We do understand something about exact preferences in general, without knowing which one of them is ours. In particular, we do know that drifting from whatever preference we have is not preferable.

Comment author: Jordan 14 March 2010 06:00:01AM 0 points [-]

I agree. If our complex preferences can be represented as exact preferences then any drift from those exact preferences would be necessarily bad. However, it's not clear to me that we actually would be drifting from our exact preference were we to follow the path of WBE.

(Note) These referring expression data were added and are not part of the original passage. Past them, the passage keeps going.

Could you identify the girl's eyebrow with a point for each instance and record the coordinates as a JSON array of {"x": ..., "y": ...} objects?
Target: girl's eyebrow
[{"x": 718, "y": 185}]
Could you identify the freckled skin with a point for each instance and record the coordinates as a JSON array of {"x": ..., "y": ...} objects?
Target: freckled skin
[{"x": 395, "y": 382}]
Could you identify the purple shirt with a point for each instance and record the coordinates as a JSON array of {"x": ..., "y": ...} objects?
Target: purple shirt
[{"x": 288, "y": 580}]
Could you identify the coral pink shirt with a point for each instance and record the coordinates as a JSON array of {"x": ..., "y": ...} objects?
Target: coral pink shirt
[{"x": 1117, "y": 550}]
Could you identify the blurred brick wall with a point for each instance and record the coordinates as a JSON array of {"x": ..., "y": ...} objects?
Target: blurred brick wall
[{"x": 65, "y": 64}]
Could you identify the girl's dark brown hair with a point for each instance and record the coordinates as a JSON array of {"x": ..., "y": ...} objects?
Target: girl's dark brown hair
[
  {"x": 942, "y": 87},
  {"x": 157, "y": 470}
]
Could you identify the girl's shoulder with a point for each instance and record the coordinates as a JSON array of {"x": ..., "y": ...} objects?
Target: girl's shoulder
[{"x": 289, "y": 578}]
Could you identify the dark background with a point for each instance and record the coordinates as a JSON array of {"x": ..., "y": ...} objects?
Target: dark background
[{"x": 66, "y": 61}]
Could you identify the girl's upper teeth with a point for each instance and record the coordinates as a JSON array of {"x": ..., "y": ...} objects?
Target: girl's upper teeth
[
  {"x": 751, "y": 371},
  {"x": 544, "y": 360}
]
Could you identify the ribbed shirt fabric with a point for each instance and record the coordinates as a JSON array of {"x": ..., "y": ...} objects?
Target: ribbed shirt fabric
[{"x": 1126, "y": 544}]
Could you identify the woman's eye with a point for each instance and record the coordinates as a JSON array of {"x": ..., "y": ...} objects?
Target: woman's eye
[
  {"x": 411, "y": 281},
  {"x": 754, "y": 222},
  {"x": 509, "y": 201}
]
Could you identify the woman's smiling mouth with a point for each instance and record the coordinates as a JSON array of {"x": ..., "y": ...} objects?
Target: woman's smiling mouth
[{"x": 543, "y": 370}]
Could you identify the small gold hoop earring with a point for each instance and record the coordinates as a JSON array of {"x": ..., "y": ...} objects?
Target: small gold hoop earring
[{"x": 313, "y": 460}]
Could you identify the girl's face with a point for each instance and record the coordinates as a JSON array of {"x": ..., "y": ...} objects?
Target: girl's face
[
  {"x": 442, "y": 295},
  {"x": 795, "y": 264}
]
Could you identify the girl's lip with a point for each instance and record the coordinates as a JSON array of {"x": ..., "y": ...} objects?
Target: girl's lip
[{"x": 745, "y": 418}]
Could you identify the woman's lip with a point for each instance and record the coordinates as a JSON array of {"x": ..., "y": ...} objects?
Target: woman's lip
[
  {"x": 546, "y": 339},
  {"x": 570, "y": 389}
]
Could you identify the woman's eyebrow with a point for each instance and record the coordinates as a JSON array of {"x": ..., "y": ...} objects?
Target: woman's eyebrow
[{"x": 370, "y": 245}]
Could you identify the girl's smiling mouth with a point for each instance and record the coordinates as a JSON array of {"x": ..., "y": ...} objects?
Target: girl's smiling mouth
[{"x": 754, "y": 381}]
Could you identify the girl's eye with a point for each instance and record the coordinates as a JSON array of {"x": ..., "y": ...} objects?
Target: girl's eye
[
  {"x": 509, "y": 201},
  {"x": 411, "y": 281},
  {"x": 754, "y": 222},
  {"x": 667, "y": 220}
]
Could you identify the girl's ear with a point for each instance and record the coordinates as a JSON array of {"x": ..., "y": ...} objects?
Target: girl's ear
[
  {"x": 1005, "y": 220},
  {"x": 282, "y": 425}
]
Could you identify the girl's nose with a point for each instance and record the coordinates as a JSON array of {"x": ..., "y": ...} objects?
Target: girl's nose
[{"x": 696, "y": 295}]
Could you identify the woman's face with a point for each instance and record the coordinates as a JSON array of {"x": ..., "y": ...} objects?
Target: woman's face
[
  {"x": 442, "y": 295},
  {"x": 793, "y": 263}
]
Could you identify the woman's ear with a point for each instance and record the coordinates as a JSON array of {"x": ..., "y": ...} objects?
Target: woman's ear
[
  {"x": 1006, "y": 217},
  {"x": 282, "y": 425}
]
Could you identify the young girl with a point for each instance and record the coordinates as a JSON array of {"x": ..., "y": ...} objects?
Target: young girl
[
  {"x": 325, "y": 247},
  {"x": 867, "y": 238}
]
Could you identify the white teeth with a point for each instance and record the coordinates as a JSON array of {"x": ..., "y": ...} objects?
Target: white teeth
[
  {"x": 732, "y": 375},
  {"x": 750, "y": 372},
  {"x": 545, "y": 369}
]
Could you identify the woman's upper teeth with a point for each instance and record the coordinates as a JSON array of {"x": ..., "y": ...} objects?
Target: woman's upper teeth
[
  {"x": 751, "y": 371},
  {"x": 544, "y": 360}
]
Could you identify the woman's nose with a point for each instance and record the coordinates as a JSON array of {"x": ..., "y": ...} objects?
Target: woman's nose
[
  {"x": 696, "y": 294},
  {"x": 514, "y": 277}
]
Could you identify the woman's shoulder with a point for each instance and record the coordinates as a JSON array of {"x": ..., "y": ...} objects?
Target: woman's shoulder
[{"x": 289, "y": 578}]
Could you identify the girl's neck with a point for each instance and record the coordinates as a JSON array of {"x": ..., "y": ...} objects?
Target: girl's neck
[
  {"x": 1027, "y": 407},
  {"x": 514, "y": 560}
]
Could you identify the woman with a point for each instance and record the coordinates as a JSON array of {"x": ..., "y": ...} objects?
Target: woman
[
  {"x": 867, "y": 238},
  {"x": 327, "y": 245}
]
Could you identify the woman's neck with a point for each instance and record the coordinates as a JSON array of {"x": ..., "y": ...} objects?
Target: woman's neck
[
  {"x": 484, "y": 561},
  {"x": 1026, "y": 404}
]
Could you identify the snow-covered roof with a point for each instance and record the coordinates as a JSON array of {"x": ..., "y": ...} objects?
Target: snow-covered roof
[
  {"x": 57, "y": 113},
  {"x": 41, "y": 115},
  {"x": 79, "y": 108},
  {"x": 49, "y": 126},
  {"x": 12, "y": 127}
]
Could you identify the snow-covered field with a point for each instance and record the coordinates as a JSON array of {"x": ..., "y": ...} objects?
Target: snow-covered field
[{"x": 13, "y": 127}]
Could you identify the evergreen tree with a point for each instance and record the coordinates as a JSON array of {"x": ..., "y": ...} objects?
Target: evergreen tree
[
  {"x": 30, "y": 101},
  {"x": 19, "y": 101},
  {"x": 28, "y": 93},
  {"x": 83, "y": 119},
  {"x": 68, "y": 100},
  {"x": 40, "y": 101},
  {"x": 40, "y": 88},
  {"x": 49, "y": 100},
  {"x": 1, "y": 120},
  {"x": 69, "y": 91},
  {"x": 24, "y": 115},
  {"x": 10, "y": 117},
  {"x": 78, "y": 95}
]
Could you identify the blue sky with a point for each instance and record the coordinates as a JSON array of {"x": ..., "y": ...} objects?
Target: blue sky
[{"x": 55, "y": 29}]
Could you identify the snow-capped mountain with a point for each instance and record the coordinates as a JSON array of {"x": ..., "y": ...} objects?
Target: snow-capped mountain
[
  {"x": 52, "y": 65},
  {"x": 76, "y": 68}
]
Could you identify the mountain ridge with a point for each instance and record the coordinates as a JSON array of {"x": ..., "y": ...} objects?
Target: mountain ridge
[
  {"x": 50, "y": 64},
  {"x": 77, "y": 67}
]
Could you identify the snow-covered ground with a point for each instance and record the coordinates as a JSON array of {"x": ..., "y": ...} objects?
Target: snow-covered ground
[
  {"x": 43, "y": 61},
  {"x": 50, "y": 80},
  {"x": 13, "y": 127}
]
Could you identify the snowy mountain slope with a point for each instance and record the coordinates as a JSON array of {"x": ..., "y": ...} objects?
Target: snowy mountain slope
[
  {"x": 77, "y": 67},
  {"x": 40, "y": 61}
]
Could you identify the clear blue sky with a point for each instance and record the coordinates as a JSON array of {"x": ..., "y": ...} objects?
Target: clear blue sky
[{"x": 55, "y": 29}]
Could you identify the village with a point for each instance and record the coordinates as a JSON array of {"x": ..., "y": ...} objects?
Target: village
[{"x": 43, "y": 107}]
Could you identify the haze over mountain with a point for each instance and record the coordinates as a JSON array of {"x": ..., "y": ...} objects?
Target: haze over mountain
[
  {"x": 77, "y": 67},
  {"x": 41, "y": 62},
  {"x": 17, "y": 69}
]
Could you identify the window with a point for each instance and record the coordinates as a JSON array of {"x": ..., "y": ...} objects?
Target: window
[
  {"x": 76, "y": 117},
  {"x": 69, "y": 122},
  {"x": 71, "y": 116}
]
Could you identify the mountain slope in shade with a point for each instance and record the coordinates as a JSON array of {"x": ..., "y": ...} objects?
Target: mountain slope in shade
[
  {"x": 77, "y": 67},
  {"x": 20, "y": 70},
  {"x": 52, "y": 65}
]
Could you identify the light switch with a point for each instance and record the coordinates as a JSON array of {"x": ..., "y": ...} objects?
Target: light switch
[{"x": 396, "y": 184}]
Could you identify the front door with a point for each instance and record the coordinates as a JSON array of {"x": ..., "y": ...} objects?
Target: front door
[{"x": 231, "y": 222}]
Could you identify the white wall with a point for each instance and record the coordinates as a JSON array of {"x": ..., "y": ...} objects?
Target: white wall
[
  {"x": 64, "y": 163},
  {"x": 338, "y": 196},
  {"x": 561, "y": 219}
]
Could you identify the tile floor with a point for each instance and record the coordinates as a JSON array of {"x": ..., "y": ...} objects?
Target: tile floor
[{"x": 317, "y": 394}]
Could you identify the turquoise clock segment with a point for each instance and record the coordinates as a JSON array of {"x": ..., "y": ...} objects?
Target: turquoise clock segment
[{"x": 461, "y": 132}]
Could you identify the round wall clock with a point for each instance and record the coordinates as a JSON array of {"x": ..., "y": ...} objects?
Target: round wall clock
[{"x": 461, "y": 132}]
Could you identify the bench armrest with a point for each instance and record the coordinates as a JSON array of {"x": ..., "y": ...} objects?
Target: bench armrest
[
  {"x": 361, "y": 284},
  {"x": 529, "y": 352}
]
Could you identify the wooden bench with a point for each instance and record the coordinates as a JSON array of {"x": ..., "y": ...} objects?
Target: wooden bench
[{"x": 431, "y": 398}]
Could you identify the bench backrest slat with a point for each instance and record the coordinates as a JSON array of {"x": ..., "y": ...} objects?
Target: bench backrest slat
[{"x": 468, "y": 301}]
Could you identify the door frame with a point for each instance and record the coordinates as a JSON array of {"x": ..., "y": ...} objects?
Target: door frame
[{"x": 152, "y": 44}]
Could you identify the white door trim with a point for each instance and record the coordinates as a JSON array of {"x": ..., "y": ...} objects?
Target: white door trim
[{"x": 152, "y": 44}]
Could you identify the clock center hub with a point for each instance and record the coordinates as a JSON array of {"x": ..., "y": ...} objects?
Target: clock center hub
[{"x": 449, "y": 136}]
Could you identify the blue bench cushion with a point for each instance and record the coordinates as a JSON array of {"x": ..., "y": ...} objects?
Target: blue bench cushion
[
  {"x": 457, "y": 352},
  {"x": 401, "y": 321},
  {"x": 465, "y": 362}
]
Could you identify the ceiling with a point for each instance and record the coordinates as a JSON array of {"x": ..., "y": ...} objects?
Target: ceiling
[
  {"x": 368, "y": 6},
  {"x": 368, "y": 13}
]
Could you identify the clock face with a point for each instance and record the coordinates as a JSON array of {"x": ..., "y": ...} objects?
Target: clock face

It's clear that the preferences we currently express most likely aren't our exact preferences. The path of WBE could potentially lead to humans with fundamentally different exact preferences (bad), or it could simply lead to humans with the same exact preferences but with a different, closer expression of them in the surface preferences they actually present and are consciously aware of (good). Or the path could lead to someplace in between, obviously. Any drift is bad, I agree, but small enough drift could be acceptable if the trade off is good enough (such as preventing a negative singularity).

By the way, I move to label your definition "exact preference" and mine "complex preference". Unless the context is clear, in which case we can just write "preference". Thoughts?

Comment author: Vladimir_Nesov 13 March 2010 01:16:54AM *  0 points [-]

And, to be fair, you were originally the one disputing definitions. In my post I used the standard definition of 'preference', which you decided was 'wrong', [...] rather than accepting the implied (normal!) definition I had obviously used.

You are right, I was wrong to claim authority over the meaning of the term as you used it. The actual problem was in you misinterpreting its use in andreas's comment, where it was used in my sense:

We do want our current preferences to be made reality (because that's what the term preference describes)